都是老街坊邻居了,两人运泔水这事儿做了五六年,和城门口的守卫早就熟透了,兵老爷们也不想翻那馊掉的泔水桶。今日两人赶着牛车出城,守卫也和平日里一样,眼皮子一抬打个招呼就让牛车过去了。
没人瞧见病弱消瘦的钱氏兄弟虽像平日里一般笑得卑微逢迎,可那拽着牛车缰绳的手却微微暴起青筋,绕着一股黑气。
牛车走远,立在城下磨剑的老兵犯起了嘀咕。
刚才那牛车里像是有什么咕噜声?他磨了磨剑,又望了牛车几眼,见那牛车里风平浪静,转头不再瞧了。
都是些泔水干草,都这么运了好些年了,能有什么问题。
牛车离南城门越来越远,街道上的人声也渐不可闻,两位白小姐困在馊气冲天的泔水桶里,嘴里各自塞了一团抹布,被绑成两个粽子大眼瞪小眼,一个气鼓鼓,一个冷沉沉。两人长相模样神情各不一样,唯独一双眼睛肖似,都格外有灵性。
听着泔水桶外越来越沉重的轱辘声,两人的眼底都渐渐无奈焦急起来,再怎么天不怕地不怕也只是两个七八岁的女娃娃,平日里娇宠惯了,还从没遭过这种罪。
“都是你!好好的花灯不看,偏要看什么杂耍,被人绑了吧,怎么办?”冷沉沉的是长姐白曦。
“你要吃的苏州馄饨不也在南城,凭什么只怪我?”气鼓鼓的是白烁,一双眼滴溜溜转,明明里头全是理亏愧疚却不承认。
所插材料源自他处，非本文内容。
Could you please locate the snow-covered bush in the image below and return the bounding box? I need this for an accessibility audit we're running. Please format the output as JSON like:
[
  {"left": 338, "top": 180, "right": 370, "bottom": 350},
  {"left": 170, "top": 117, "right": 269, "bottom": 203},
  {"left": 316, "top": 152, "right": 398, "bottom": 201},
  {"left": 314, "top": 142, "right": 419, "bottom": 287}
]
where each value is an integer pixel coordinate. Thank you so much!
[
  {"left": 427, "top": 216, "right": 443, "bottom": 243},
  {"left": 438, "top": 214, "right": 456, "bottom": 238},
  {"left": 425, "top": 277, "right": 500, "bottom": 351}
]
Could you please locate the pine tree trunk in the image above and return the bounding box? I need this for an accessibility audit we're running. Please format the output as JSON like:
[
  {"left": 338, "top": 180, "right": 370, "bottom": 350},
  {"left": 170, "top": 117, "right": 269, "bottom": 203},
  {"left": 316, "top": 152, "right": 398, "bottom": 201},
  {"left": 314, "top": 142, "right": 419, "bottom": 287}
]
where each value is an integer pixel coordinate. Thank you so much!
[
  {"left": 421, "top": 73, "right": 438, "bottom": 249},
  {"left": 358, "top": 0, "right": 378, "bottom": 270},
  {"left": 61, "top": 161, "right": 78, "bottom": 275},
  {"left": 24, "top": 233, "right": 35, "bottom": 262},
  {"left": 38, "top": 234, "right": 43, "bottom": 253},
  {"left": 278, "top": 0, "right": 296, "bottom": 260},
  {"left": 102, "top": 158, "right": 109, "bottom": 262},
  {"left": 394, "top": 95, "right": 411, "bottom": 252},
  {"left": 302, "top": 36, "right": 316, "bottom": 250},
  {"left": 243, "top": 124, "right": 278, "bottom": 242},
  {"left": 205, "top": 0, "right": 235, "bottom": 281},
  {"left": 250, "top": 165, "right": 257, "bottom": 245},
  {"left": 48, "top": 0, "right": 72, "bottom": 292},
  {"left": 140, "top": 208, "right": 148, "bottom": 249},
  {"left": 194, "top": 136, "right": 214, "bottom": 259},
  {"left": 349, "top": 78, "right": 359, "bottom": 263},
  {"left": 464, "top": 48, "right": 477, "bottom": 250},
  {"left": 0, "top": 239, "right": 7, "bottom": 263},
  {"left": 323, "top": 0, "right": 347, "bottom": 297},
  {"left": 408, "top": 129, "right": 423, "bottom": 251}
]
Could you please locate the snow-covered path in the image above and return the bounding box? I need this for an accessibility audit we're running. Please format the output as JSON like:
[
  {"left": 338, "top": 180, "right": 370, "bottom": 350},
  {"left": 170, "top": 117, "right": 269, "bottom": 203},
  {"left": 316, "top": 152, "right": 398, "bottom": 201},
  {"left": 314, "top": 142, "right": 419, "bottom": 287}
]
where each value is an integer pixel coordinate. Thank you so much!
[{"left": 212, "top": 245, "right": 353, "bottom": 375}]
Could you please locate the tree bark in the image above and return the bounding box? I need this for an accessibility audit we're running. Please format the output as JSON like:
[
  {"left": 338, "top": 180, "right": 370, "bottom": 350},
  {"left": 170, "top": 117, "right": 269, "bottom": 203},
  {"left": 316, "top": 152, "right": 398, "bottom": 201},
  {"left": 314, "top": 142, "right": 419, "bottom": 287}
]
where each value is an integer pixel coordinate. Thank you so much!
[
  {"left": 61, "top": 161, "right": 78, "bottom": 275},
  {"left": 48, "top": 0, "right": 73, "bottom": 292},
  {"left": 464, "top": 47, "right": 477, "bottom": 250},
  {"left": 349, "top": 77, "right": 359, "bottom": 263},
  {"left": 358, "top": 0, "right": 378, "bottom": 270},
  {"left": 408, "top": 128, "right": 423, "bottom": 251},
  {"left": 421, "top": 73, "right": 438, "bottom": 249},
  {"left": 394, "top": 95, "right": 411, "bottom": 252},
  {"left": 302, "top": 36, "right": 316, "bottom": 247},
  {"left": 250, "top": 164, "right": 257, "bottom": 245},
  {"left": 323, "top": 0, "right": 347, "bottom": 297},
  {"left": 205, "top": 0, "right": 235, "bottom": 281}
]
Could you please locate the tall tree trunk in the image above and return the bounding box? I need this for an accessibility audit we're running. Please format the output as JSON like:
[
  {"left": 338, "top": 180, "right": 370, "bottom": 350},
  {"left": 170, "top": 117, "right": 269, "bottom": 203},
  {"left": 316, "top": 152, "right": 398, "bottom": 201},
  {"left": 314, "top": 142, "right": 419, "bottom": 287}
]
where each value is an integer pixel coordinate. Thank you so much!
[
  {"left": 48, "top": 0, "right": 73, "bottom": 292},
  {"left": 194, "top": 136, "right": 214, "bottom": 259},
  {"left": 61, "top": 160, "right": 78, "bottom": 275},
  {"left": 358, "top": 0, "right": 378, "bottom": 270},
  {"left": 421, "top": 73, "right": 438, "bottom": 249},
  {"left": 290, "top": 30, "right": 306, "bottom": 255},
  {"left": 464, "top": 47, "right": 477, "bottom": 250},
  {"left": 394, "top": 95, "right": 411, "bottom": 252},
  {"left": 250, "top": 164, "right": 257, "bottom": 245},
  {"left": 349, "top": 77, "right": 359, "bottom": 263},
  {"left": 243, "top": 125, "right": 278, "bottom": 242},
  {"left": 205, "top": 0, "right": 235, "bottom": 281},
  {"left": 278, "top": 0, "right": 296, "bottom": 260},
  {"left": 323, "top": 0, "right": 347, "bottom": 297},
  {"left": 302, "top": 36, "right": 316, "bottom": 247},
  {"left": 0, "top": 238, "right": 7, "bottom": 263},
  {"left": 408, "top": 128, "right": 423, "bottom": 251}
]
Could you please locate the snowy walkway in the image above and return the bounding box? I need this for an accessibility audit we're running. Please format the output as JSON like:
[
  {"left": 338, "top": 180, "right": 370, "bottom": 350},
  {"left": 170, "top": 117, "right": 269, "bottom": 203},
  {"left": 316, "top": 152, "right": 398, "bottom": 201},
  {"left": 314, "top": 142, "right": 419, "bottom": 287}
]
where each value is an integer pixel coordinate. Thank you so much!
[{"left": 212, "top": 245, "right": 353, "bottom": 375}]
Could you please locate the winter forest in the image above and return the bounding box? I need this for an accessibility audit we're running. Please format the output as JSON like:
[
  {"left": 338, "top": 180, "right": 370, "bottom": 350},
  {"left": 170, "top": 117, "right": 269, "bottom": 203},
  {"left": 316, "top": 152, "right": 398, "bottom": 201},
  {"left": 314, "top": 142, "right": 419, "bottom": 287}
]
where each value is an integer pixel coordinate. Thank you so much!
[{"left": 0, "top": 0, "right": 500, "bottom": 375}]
两人一母同胎,自出生就在一起,不用说话单凭一个眼神就知道对方想什么,虽然嘴里塞了抹布,却不影响两人用意念“斗嘴”。
牛车猛地一停,两人额头同时撞在泔水桶上发出一声闷哼,又臭又疼。两姐妹急忙望向对方,看到彼此眼底的担心,别过头不“斗嘴”了。
牛车不再向南行驶,转了个弯继续走。
不是刚出城门?难道要回城里去了,白曦眼睛一亮,渐渐又觉察到不对,小脸白起来。
这不是继续朝南走,而是绕着城墙向北去。绑她们的人一开始就要带他们去北边,走南城只不过是个幌子。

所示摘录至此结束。